Common Uses of Binary Transformers

  • Relating partially overlapping datasets to each other

  • Reducing the extent of vector objects

N-ary Transformers

  • Similar to Binary (except st_crop)

  • union can be applied to a set of geometries to return its geometrical union

  • intersection and difference take a single argument, but operate (sequentially) on all pairs, triples, quadruples, etc.

Practice

Centroids and Distances

The function system.time tells you how long a function takes to run:

system.time(id.counties <- tigris::counties(state = "ID", progress_bar=FALSE))
   user  system elapsed 
   0.84    0.49    1.33

Find the counties that are the furthest distance from each other in Idaho using the polygons, centroids, and point on surface objects we created earlier.

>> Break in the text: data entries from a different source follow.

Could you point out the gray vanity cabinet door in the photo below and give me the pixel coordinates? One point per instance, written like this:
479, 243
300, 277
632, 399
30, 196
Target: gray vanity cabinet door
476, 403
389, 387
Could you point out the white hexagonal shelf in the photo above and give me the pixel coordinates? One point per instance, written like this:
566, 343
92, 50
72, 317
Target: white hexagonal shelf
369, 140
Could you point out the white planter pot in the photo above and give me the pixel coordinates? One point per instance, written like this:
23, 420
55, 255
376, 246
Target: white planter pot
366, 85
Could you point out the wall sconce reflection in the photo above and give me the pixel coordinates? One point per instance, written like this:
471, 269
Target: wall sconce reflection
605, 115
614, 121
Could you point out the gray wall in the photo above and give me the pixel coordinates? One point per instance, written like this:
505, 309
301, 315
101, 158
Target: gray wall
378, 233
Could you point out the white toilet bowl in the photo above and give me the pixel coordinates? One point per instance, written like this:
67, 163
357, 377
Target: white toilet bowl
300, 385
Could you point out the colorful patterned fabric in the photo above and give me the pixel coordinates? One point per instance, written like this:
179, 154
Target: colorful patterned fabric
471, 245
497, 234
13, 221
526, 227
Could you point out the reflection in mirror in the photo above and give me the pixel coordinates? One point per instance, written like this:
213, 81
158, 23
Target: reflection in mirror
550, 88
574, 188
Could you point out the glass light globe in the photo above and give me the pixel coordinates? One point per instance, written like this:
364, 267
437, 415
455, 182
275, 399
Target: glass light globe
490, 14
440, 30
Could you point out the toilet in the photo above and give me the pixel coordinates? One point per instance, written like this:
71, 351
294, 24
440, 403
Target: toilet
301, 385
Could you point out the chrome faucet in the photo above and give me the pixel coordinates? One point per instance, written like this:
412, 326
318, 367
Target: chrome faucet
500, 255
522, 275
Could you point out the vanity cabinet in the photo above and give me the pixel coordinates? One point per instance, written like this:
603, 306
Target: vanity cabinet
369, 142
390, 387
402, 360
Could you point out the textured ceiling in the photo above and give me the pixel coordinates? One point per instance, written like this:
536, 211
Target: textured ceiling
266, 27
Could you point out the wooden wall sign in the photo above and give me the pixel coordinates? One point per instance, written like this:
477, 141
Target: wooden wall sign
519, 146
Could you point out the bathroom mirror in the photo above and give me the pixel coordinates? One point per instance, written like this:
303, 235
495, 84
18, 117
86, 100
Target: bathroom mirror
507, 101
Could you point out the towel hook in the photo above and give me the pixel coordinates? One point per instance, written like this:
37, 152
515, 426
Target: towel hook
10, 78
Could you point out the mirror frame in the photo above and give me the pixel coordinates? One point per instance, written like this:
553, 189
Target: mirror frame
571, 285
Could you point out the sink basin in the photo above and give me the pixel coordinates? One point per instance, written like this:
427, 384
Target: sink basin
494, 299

Which distance calculation is the fastest?

(You may want to refer to our session 7 example code.)

Intersections and Buffers

tigris::primary_secondary_roads() retrieves shapefiles for major roads in each state of the US.

  1. Plot just Ada county and the major roads within.

  2. Map the portion of major roads that are within 50 km (as the crow flies) of the center of Ada county. (Remember to check the units of your CRS.)

  3. Challenge: Include county borders in your plot for part 2.